News Release

Fathers pass infertility to sons

Peer-Reviewed Publication

Howard Hughes Medical Institute

June 30, 1999 -- Researchers have discovered that sons conceived with the aid of a popular in vitro fertilization technique can inherit the same genetic defects that rendered their fathers infertile.

HHMI investigator David Page of the Whitehead Institute for Biomedical Research at Massachusetts Institute of Technology and his colleagues studied three men who fathered sons through a widely used fertilization technique called intracytoplasmic sperm injection (ICSI). In each case, the fathers passed on a Y chromosome genetic defect called an AZFc deletion. Such deletions are the most frequent molecularly defined cause of failure to produce sperm, affecting about five to ten percent of infertile men with insufficient sperm production. The research was published in the July issue of the journal Human Reproduction.

Page also noted that researchers in Taiwan published an article in the June issue of the journal Fertility and Sterility that describes another family in which a son conceived by ICSI inherited the AZFc defect from his father.

In treating AZFc-deficient men with ICSI, clinicians isolate the few sperm that are produced and inject a single sperm directly into an egg. The fertilized egg is then implanted in the mother.

While fertility experts had strongly suspected that the AZFc deletion could be inherited in such cases, that suspicion had not been clinically confirmed until now.
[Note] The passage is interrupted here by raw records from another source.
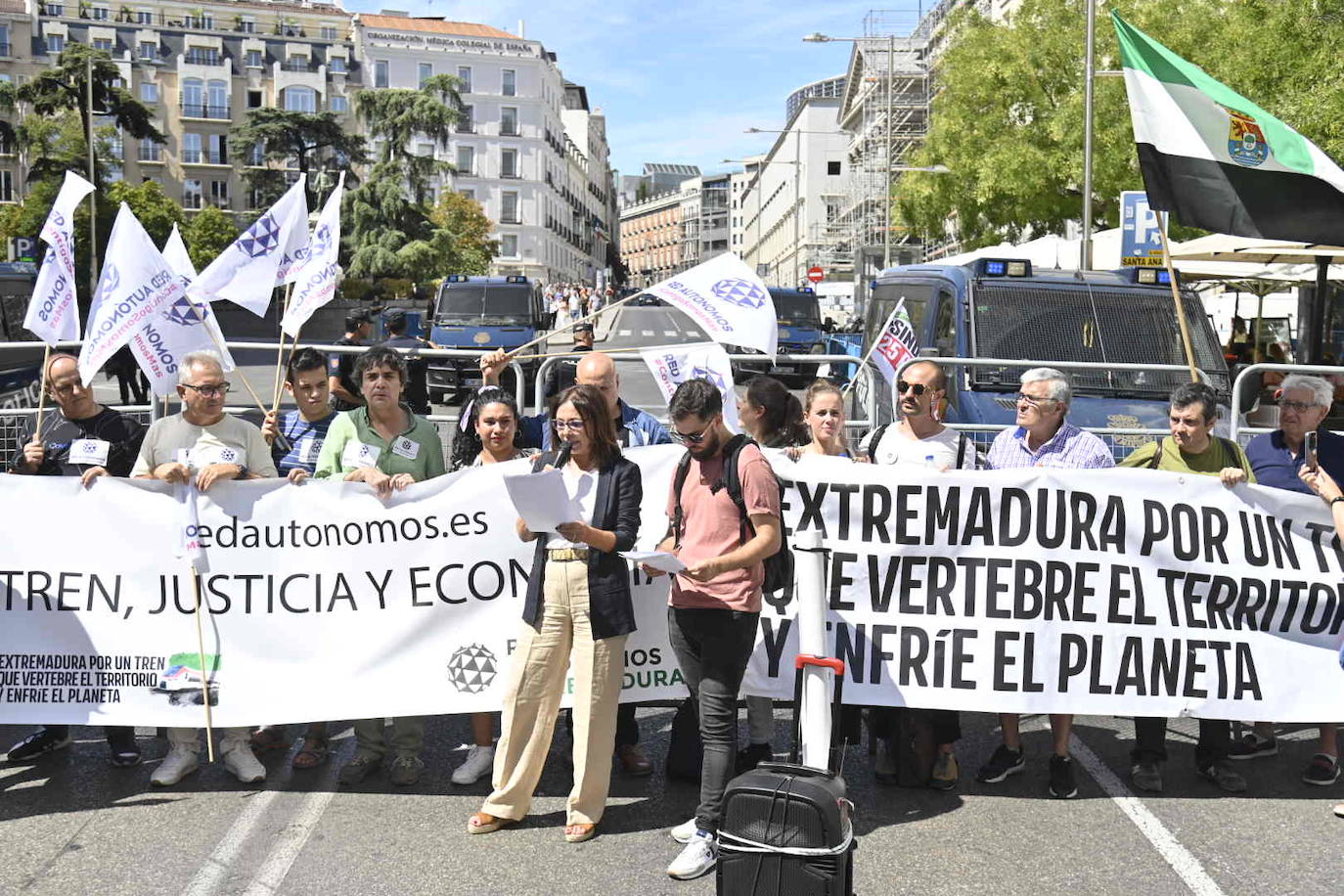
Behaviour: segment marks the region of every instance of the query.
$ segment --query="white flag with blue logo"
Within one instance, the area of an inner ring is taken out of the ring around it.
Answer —
[[[293,339],[319,308],[336,297],[340,282],[340,200],[345,192],[345,172],[340,173],[336,189],[327,197],[323,214],[317,216],[308,258],[297,267],[294,294],[289,300],[280,328]]]
[[[93,191],[93,184],[66,172],[56,201],[42,226],[50,249],[32,285],[32,300],[23,318],[24,328],[48,345],[79,339],[79,304],[75,301],[75,208]]]
[[[778,349],[774,300],[765,282],[732,253],[715,255],[644,292],[685,312],[715,343],[766,355]]]
[[[185,300],[181,278],[168,266],[130,207],[121,203],[89,308],[85,344],[79,349],[79,379],[93,383],[108,359],[137,337],[144,341],[152,367],[157,371],[172,365],[176,376],[176,359],[157,340],[145,339],[142,329],[164,313],[180,313],[180,304]],[[137,357],[144,367],[138,349]],[[157,375],[151,379],[157,379]]]
[[[718,343],[689,343],[646,348],[640,352],[663,390],[663,398],[672,400],[676,387],[687,380],[707,379],[719,387],[723,396],[723,422],[734,433],[742,430],[738,422],[738,394],[732,388],[732,363]]]
[[[293,262],[306,246],[308,196],[300,176],[280,201],[210,262],[187,292],[200,302],[227,298],[265,316],[271,292],[293,274]]]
The finding raises thorny ethical questions about assisted reproduction techniques. "I think this finding is going to change genetic counseling," said Page, "because what had been a theoretical concern is now concrete. Now we have four families, including the one in Taiwan, in which there are boys who in all likelihood will be infertile as adults." (Girls are unaffected by the defect, since they receive an X chromosome, rather than the defective Y chromosome, from their fathers.)

Despite knowing about the defect and its inheritance pattern, couples might not be deterred from trying to have sons, said Page.
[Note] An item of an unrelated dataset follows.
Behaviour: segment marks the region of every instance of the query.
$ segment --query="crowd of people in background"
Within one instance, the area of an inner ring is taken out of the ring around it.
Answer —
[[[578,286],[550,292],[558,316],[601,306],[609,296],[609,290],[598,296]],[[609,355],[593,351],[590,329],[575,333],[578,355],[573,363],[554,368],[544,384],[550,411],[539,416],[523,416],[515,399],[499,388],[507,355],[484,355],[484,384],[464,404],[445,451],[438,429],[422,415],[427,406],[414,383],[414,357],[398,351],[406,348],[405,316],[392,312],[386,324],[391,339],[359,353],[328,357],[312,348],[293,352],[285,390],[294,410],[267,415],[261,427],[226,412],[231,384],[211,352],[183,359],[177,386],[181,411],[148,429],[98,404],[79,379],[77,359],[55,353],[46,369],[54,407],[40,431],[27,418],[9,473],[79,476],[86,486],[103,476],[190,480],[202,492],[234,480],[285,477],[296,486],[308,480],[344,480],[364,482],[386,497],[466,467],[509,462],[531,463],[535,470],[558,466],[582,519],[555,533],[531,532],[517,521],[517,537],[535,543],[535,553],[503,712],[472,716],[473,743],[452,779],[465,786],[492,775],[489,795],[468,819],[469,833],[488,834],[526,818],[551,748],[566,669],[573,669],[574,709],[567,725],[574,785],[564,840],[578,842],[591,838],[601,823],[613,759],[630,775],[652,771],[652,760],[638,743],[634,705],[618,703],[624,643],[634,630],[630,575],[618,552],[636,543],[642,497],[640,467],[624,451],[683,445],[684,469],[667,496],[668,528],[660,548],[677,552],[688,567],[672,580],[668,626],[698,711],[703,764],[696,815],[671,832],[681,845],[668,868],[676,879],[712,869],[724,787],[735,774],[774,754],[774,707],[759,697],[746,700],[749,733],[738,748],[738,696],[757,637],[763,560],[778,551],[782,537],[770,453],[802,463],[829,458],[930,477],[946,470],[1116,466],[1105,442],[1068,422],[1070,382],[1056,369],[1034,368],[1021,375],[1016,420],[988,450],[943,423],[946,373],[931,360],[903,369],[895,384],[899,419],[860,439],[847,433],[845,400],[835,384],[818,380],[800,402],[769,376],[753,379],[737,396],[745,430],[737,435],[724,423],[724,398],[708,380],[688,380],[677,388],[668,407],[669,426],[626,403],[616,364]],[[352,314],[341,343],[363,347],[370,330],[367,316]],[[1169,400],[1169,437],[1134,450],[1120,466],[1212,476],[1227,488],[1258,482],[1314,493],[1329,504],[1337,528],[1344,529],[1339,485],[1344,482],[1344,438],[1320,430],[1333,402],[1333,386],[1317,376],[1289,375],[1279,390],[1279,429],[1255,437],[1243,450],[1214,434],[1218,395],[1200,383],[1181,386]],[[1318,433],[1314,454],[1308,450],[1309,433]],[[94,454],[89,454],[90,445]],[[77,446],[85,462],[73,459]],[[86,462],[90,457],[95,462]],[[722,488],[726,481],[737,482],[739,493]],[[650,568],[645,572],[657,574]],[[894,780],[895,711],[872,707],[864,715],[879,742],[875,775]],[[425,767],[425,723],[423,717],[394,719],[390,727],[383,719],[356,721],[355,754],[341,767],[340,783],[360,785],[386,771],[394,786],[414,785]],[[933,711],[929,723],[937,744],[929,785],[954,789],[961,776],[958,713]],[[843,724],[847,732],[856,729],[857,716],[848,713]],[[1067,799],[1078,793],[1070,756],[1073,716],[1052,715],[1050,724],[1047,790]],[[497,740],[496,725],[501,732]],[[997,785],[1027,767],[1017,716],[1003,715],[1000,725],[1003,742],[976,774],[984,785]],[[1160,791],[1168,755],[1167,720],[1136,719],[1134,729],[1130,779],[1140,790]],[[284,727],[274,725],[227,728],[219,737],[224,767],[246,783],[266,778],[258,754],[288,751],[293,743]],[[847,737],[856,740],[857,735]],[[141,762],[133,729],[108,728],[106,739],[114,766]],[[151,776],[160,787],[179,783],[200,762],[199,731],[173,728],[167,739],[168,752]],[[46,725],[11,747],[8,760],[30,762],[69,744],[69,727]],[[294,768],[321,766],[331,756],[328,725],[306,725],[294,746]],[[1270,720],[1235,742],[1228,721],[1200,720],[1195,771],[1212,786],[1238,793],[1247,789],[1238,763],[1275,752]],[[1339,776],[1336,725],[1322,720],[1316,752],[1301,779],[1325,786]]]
"I am told by clinicians with whom I collaborate that most of the couples they treat would simply wish to go ahead with having children via ICSI. Some, in contrast, might elect to avoid transmitting the infertility by using donor sperm or by adopting, and others could decide to have only daughters by genetically testing the fertilized embryos to determine their sex and only having female embryos implanted, " said Page.

Page cautioned that genetic engineering of sperm to correct the defect is still a farfetched notion "because, of course, any such attempt at gene repair would carry with it the potential for collateral damage."
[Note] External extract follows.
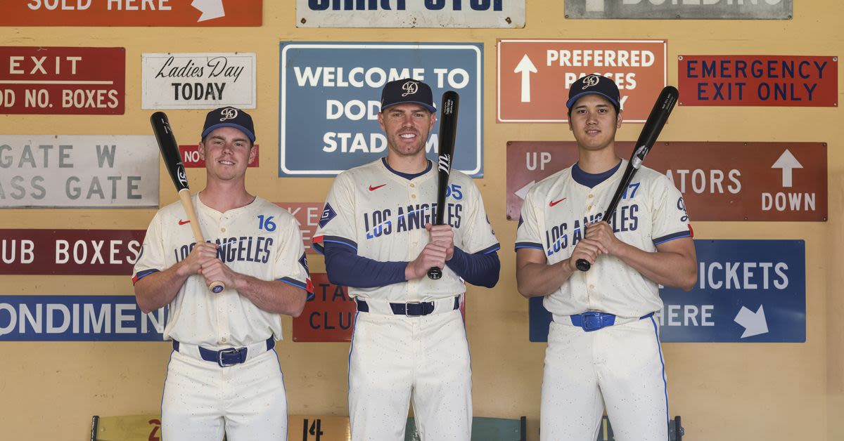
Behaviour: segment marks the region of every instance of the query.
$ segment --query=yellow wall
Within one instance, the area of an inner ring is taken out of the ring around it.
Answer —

A more likely remedy, says Page, is the possibility that affected males, who may produce normal amounts of sperm during puberty and young adulthood, may decide to have their sperm harvested for future use. To date, however, scientists have not conducted careful clinical studies to explore the link between changing sperm counts and age, he said.

"We only know now that men in their twenties and thirties with AZFc deletions can have considerable variability in the number of sperm in their semen." If sperm counts do prove to be higher in younger affected males, said Page, they might have their sperm harvested and stored until they are ready to start a family.

The latest findings emphasize the importance of basic research in understanding the mechanisms by which Y chromosome deletions cause infertility, said Page. "We really don't know why this missing piece of the Y chromosome leads to spermatogenic failure, but we are learning more and more about the missing genes," he said.